Our most-talked-about stories in Visual Art, Design & Architecture, Fashion & Style, and Performing Arts, November 12 - 16, 2012:
— No sales slump this week for New York auction houses, which had an epic series of record-breaking sales, including Christie’s Postwar/Contemporary sale (and day sale of work from the Warhol Foundation), Sotheby’s blockbuster in the same category, and Phillips de Pury & Company’s contemporary art sale.
— What’s the secret to Brazilian painter Beatriz Milhazes’s international art market success? Eileen Kinsella of Art+Auction delved into her vibrant work’s broad appeal.
— This week, the Paris Photo fair opened, and Nicolai Hartvig of ARTINFO France unearthed 10 of its under-the-radar photographic boundary breakers to watch.
— Two members of the Metropolitan Museum of Art filed a lawsuit with the New York State Supreme Court alleging that the art institution's “pay what you wish” policy amounted to consumer fraud.
— The art audience often falls short of reflecting America's diversity, and Ben Davis looked at how that could negatively impact the future of the field.
— The fantastical projects of architect Massimo Scolari are currently on view at the Cooper Union, and Kelly Chan reviewed this retrospective of the Italian architect’s reality-challenging drawings.
— The potentially revolutionary manufacturing methods of 3D printing are visible in both the recent James Bond flick and the schemes of the U.S. military.

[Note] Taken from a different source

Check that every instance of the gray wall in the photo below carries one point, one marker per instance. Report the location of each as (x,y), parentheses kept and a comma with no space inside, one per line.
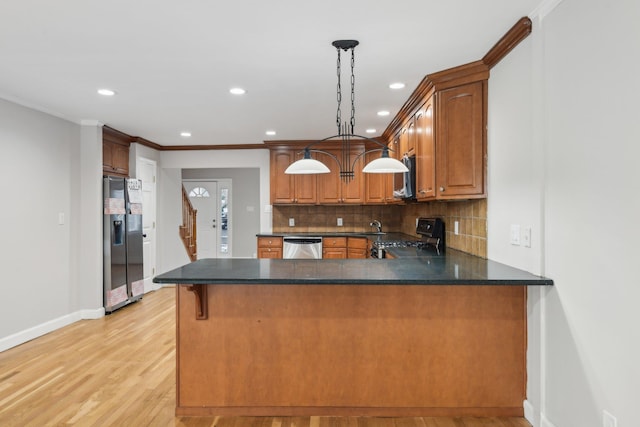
(50,177)
(245,204)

— London-based Levitt Bernstein Architects’s proposal for turning disused garages into low-cost housing won the Building Trust’s housing for at-risk urban residents competition.
— The heart-shaped Petra Island holding designs by Frank Lloyd Wright is up for sale.
— The collaboration between Disney and Barneys for this year’s holiday windows was unveiled, and Lee Carter found it a tone-deaf portrayal of the fashion industry.
— Greg Chait of cashmere label The Elder Statesman was honored with the CFDA/Vogue Fashion Fund prize, and Ann Binlot dug up some details on the bearded South Californian.
— Kristen Stewart hit the “Breaking Dawn: Part 2” red carpet in a flesh-toned, sheer number that made Chloe Wyma question whether this may be the end of diaphanous dress mania.
— Earlier this year, Diego Della Valle announced his plans to relaunch the Schiaparelli line, and Katharine K. Zarrella speculated on its potential for success.
— Nicolas Ghesquière is leaving Balenciaga, and Chloe Wyma offered some candidates to take the incomparable designer’s place.
— “Silver Lining Playbook,” which stole the show at the Toronto Film Festival, is one to watch for in the upcoming Oscars, according to J. Hoberman.
— Cannibal Ox, the underground hip-hop duo that put out the revered 2001 album “The Cold Vein,” is sort of reuniting.
— Musicians of all types have banded together against the Internet Radio Fairness Act that would cut artist royalties. Craig Hubert wonders why it took them so long.
— With the second season still airing, production has already started on the third season of HBO’s “Girls.”
— The second teaser trailer for “The Canyons” was released, and Bryan Hood found it somehow even stranger than the Instagram-filtered first.
— ARTINFO interviewed Montreal-based Mac DeMarco on his edgy and weird debut full-length rock album “2.”